Published: February 12, 2024, 05:16 PM
Cargo ferries between Bangladesh and India have begun to operate, traveling from the Sultanganj Ferry Terminal in Godagari upazila in Rajshahi to the Maya Ferry Terminal in Murshidabad, India.
The initiative complies to the shipping agreement established between the two countries and seeks to enhance trade and commerce between Bangladesh and India.
Indian High Commissioner Pranay Verma attended the inauguration along with State Minister of Shipping Khalid Mahmud Chowdhury and AHM Khairuzzaman Liton, Mayor of Rajshahi City Corporation on Monday.
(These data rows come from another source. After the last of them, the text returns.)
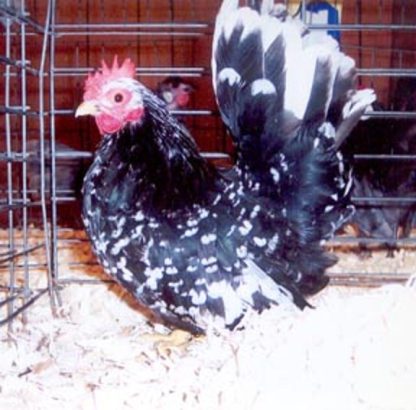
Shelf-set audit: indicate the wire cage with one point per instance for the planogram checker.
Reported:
(48, 47)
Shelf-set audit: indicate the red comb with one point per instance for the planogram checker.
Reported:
(94, 82)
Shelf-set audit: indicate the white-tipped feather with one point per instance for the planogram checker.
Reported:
(262, 86)
(230, 75)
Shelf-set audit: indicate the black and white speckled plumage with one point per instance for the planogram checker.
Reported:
(193, 243)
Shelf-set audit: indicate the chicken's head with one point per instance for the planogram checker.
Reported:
(111, 96)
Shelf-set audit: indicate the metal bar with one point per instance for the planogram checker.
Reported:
(363, 27)
(19, 64)
(8, 109)
(386, 72)
(383, 200)
(391, 114)
(129, 33)
(23, 85)
(54, 217)
(354, 240)
(42, 91)
(125, 26)
(9, 171)
(11, 13)
(358, 279)
(141, 71)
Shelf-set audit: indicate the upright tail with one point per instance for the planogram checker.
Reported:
(289, 104)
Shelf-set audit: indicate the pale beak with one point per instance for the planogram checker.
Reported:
(86, 108)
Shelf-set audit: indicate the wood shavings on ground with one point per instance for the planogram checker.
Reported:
(355, 350)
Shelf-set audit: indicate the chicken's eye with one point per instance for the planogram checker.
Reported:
(118, 97)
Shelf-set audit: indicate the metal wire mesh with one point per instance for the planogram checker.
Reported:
(47, 47)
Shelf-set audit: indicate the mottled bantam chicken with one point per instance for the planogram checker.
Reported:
(198, 246)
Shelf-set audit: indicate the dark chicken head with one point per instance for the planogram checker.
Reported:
(175, 92)
(112, 96)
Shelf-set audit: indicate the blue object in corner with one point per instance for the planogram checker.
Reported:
(333, 15)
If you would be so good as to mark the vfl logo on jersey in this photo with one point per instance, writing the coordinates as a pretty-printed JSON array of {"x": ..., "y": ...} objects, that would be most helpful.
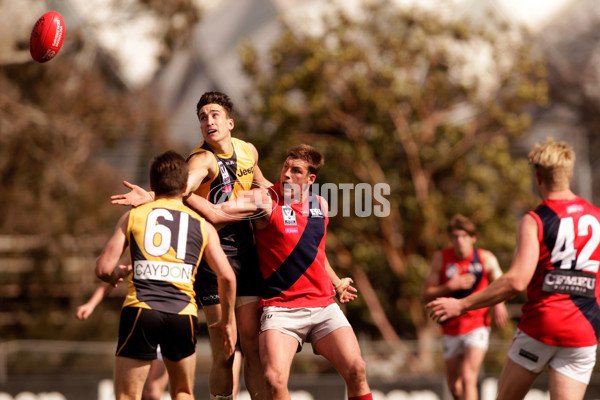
[
  {"x": 574, "y": 283},
  {"x": 451, "y": 270},
  {"x": 227, "y": 186},
  {"x": 289, "y": 219},
  {"x": 316, "y": 213},
  {"x": 163, "y": 271}
]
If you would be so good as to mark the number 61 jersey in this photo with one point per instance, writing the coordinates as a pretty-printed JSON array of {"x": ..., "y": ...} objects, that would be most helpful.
[
  {"x": 166, "y": 242},
  {"x": 562, "y": 298}
]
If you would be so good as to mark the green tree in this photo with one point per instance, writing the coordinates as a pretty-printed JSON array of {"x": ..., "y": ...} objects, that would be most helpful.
[
  {"x": 430, "y": 106},
  {"x": 68, "y": 129}
]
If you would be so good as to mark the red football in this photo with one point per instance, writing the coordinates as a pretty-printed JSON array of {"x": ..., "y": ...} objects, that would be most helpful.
[{"x": 47, "y": 36}]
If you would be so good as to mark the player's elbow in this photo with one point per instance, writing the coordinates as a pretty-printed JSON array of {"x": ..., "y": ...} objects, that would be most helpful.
[
  {"x": 102, "y": 270},
  {"x": 514, "y": 285}
]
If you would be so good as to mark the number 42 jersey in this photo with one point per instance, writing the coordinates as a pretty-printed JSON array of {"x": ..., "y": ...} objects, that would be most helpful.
[{"x": 562, "y": 307}]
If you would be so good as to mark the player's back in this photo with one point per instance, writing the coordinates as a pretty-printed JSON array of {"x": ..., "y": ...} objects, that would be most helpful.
[{"x": 562, "y": 307}]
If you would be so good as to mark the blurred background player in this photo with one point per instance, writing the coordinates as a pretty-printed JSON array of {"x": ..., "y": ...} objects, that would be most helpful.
[
  {"x": 167, "y": 241},
  {"x": 458, "y": 271},
  {"x": 220, "y": 168},
  {"x": 556, "y": 260},
  {"x": 158, "y": 378}
]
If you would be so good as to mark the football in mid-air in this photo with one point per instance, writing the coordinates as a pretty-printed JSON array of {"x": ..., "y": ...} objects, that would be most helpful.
[{"x": 47, "y": 36}]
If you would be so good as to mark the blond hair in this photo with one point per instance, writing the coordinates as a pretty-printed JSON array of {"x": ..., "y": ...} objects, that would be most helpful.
[{"x": 553, "y": 162}]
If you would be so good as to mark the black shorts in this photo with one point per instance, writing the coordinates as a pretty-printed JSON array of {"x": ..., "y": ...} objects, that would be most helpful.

In his address during the ceremony, the Indian high commissioner emphasized the new river channel as part of India`s developing economic and connectivity linkages with Bangladesh, as well as a visual reflection of the two countries` recent development.
He emphasized the importance of multimodal connectivity in realizing the full potential of bilateral cooperation, defining the reopening of the Maya-Sultanganj river route as a step that will benefit not only local economies on both sides of the border, but will also contribute to national economies and strengthen sub-regional collaboration and integration.
Pranay Verma said that India was Bangladesh`s major export destination in Asia. He hoped that improved connectivity and additional initiatives such as commerce in Indian currency will boost Bangladeshi exports to India.
Talking about other forward-looking initiatives, Verma mentioned the Comprehensive Economic Partnership Agreement (Cepa) between India and Bangladesh, for which discussions will begin soon.
The inauguration of the Sultanganj, Godagari Port of Call, as well as the flagging-off of a cargo vessel from Sultanganj (Bangladesh) to Maya (India), marks the first of five cargo vessel trial movements on Indo Bangladesh Protocol (IBP) Route 5&6.
There is significant opportunity for cargo transportation along this IBP Route, which is predicted to boost the Inland Waterways ecosystems in both countries.
According to exporter Bashir Ahmed, on the first day, 11,700kg of textile waste was shipped in 310 bags for testing purposes.
“Earlier, we used to send them to India through Burimari and Sonamasjid ports. This time, we used the new route. We are expecting it will take less time, about one and a half hours. Hopefully, it will cost less time and money,” he said.
Trade between India`s Sultanganj-Maya and Godagari-Lalgola river terminals continued till the Indo-Pak War in 1965.
However, due to the controversy, the route was eventually closed.